RNA-targeting approaches have improved disease symptoms in preclinical rodent models of several neurological diseases. Spinocerebellar ataxia type 1 (SCA1) is a dominantly inherited ataxia caused by expansion of a polyglutamine tract in the encoded protein Ataxin-1 (ATXN1). Despite advances in understanding this CAG repeat/polyglutamine expansion disease, there are still no therapies to alter its progressive fatal course. Here we investigate the therapeutic capability of an antisense oligonucleotide (ASO) targeting mouse Atxn1 in Atxn 1 154Q/2Q knockin mice that manifest motor deficits and premature lethality. Following a single ASO treatment at 5 weeks of age, mice demonstrated rescue of these disease-associated phenotypes. In addition, RNA-seq on vehicle-treated Atxn1 154Q/2Q and ASO-treated Atxn1 154Q/2Q mice were used to demonstrate molecular differences between SCA1 pathogenesis in the cerebellum that underlies ataxia with disease in the medulla associated with lethality.

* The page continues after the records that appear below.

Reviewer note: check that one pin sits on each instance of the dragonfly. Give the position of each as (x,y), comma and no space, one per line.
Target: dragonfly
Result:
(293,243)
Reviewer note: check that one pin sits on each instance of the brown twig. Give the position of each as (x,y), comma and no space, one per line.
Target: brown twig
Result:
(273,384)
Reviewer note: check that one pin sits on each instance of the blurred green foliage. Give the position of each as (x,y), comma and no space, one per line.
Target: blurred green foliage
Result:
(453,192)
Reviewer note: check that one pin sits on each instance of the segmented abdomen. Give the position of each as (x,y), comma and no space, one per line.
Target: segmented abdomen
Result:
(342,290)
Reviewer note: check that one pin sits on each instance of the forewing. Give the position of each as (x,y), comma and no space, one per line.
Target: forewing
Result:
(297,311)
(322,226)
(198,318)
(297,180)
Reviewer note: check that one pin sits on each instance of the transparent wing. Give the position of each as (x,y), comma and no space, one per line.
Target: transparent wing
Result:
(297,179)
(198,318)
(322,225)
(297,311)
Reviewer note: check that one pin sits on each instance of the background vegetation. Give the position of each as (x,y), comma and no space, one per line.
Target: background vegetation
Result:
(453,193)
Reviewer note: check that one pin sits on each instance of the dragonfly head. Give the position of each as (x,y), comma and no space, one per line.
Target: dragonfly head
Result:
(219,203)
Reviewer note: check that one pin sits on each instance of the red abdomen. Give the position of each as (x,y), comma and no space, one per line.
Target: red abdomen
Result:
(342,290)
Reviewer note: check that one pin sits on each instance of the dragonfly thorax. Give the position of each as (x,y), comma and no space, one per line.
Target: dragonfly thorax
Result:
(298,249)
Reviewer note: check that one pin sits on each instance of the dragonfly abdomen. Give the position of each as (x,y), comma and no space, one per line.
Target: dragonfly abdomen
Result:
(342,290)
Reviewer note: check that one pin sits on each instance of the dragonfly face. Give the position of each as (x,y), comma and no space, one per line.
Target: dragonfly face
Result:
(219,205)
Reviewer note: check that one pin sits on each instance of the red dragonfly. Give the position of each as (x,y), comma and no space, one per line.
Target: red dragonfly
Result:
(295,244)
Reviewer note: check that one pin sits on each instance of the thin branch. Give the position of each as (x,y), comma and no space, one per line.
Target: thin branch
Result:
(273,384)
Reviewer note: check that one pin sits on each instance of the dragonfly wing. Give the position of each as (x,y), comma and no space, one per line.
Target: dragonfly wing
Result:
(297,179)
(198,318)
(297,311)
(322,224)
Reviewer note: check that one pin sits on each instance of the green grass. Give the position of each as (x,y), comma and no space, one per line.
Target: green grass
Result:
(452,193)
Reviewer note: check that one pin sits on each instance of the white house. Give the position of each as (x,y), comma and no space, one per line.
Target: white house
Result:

Together, these findings support the efficacy and therapeutic importance of directly targeting ATXN1 expression as a strategy to rescue both motor deficits and lethality seen in SCA1. Medulla and pons (18 and 28 week mice) and cerebella (18 week only) mRNA profiles of wild type (WT) and Atxn1[82Q] knockin mice were generated by deep sequencing using Illumina HiSeq 2500. Atxn1[82Q] knockin mice mRNA profiles were assessed with and without treatment with an anti-sense oligonucleotide targeting Atxn1.